Informed Consent Information
Dental Extraction
I understand that the extraction of a tooth (teeth) has been recommended by my dentist.
I have had any alternative treatment (if any) explained to me, as well as the consequences
of doing nothing about my dental conditions. I understand that non-treatment may result
in, but not be limited to infection, swelling, pain, periodontal disease, malocclusion
(damage to the way the teeth hit together) and systemic disease/infection.
I understand that there are risks associated with any dental, surgical, and anaesthetic
procedure.
These include, but are not limited to:
1. Post-operative infection or inflammation
2. Swelling, bruising, and pain
3. Damage to adjacent teeth or fillings
4. Drug reactions and side effects
5. Bleeding requiring more treatment
6. Possibility of a small fragment of root or bone being left in the jaw intentionally
when its removal is not appropriate (such fragments may work their way partially
out of the tissue and need to be removed later)
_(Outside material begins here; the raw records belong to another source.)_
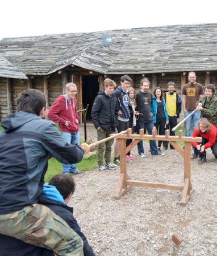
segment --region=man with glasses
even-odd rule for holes
[[[79,117],[77,113],[76,99],[77,92],[76,84],[68,83],[65,86],[65,94],[60,95],[56,99],[48,113],[48,117],[59,124],[65,140],[74,145],[80,144]],[[62,168],[63,173],[81,173],[75,164],[62,164]]]
[[[196,108],[196,102],[201,99],[203,95],[203,86],[196,82],[195,72],[189,72],[189,83],[182,89],[182,104],[185,117],[190,115]],[[200,118],[200,111],[195,111],[185,121],[185,136],[191,136],[191,126],[194,130]]]
[[[129,93],[128,88],[131,84],[132,79],[128,75],[124,75],[120,78],[120,85],[114,91],[114,95],[119,101],[118,126],[118,132],[120,132],[129,128],[130,110],[129,110]],[[119,160],[120,145],[116,140],[114,145],[114,155],[113,165],[120,166]]]

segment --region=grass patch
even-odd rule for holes
[[[80,162],[77,164],[77,166],[78,170],[83,172],[95,169],[98,166],[97,156],[84,158]],[[45,182],[47,182],[55,175],[61,173],[62,172],[62,164],[52,157],[48,162],[48,168],[44,178]]]

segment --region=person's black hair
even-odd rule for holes
[[[44,94],[37,90],[28,89],[20,92],[16,100],[18,111],[24,111],[40,115],[40,112],[46,107]]]
[[[49,185],[55,186],[64,200],[69,196],[71,192],[73,193],[76,189],[73,178],[70,175],[65,173],[60,173],[53,176],[49,180]]]

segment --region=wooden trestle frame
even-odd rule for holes
[[[132,186],[145,186],[148,188],[158,188],[165,189],[172,189],[182,191],[181,205],[185,205],[189,200],[193,191],[191,182],[191,142],[201,142],[202,138],[196,137],[182,137],[182,131],[179,131],[178,136],[170,136],[169,130],[165,131],[165,135],[156,135],[155,127],[153,129],[152,135],[144,135],[144,129],[140,130],[139,135],[132,134],[131,128],[127,130],[124,135],[116,137],[120,143],[120,173],[116,189],[114,199],[119,199],[124,195]],[[126,139],[132,139],[132,142],[126,148]],[[131,180],[127,173],[126,154],[131,151],[141,140],[153,140],[169,141],[178,152],[184,158],[184,184],[183,186],[170,185],[163,183],[147,182]],[[177,142],[185,142],[183,149]]]

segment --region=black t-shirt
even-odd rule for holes
[[[150,105],[152,102],[152,95],[150,92],[139,91],[136,93],[136,109],[142,115],[139,115],[137,123],[151,123],[153,121],[150,112]]]
[[[161,100],[161,102],[157,102],[157,120],[162,120],[164,118],[164,104]]]

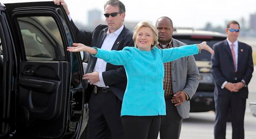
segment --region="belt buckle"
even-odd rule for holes
[[[97,87],[96,86],[96,85],[95,85],[94,88],[93,89],[93,93],[95,95],[97,95],[97,94],[98,93],[97,90],[98,89],[97,88]]]
[[[107,91],[105,91],[105,89],[107,89],[105,88],[102,88],[102,92],[104,92],[104,93],[106,93],[106,92],[108,92]]]

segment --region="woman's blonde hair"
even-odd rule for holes
[[[134,41],[134,46],[136,48],[138,48],[138,46],[136,45],[136,37],[138,32],[142,27],[149,27],[152,30],[153,32],[153,39],[154,41],[154,43],[151,45],[151,49],[152,49],[154,47],[156,46],[158,44],[158,31],[155,26],[152,26],[150,23],[147,21],[140,22],[137,24],[136,27],[134,29],[133,39]]]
7.Delayed healing (dry socket) necessitating several post-operative visits
8.Damage to sinuses requiring additional treatment or surgical repair at a later date
9.Fracture or dislocation of the jaw
10. Damage to the nerves during tooth removal resulting in temporary, or possibly
partial or permanent numbness or tingling of the lip, chin, tongue, or other areas.
INFORMED CONSENT
I have been given the opportunity to ask any questions regarding the nature and purpose of tooth extraction and have received answers to my satisfaction.
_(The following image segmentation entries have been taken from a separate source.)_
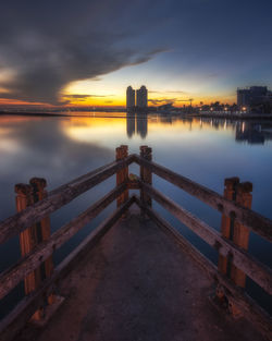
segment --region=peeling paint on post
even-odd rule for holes
[[[152,148],[149,148],[148,146],[140,146],[140,157],[148,161],[152,161]],[[152,172],[144,166],[140,166],[140,180],[149,185],[152,184]],[[140,191],[140,199],[144,206],[152,206],[151,197],[143,190]]]
[[[236,194],[236,203],[243,207],[251,208],[252,204],[252,184],[250,182],[244,182],[238,184],[237,194]],[[238,221],[234,222],[233,229],[233,242],[240,246],[244,249],[248,249],[249,242],[249,229],[244,227]],[[235,282],[235,284],[245,288],[246,287],[246,275],[236,268],[234,265],[231,270],[231,278]]]
[[[116,161],[123,160],[128,157],[128,147],[126,145],[121,145],[116,148]],[[122,170],[116,172],[116,185],[121,185],[123,182],[128,182],[128,167],[123,168]],[[126,200],[128,200],[128,188],[124,191],[118,197],[118,207],[123,205]]]
[[[235,176],[235,178],[225,179],[224,198],[228,200],[235,200],[236,187],[238,183],[239,183],[239,178]],[[222,236],[226,239],[232,239],[231,235],[232,235],[233,226],[234,226],[234,218],[222,215],[222,219],[221,219]],[[227,257],[219,255],[219,270],[225,275],[230,272],[230,259]]]
[[[33,178],[29,181],[32,187],[33,187],[33,197],[34,197],[34,203],[37,203],[39,200],[42,200],[47,197],[47,191],[45,190],[47,186],[47,181],[46,179],[42,178]],[[40,232],[39,235],[39,243],[42,241],[47,241],[50,239],[51,235],[51,229],[50,229],[50,217],[46,217],[40,220],[36,224],[37,231]],[[45,260],[45,277],[49,278],[53,273],[53,258],[52,256],[48,257]],[[48,304],[53,304],[54,302],[54,295],[51,294],[48,296]]]
[[[16,184],[16,210],[20,212],[26,207],[34,204],[33,187],[28,184]],[[20,233],[20,247],[22,256],[26,256],[38,243],[38,231],[36,224],[29,227]],[[35,291],[41,282],[40,268],[37,268],[33,272],[25,277],[25,294],[28,295]],[[39,320],[42,316],[42,309],[38,309],[34,315],[33,319]]]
I voluntarily accept any and all risks,
including those listed above and including the risk of substantial harm, if any, which may be associated
with any phase of this treatment, in hopes of obtaining the desired results, which may or may not be
achieved.
I am freely giving my consent to allow and authorise
my dentist to render any treatment necessary and/or advisable to my dental conditions, including the prescribing and
administering of any medications and/or anaesthetics, deemed necessary to my treatment.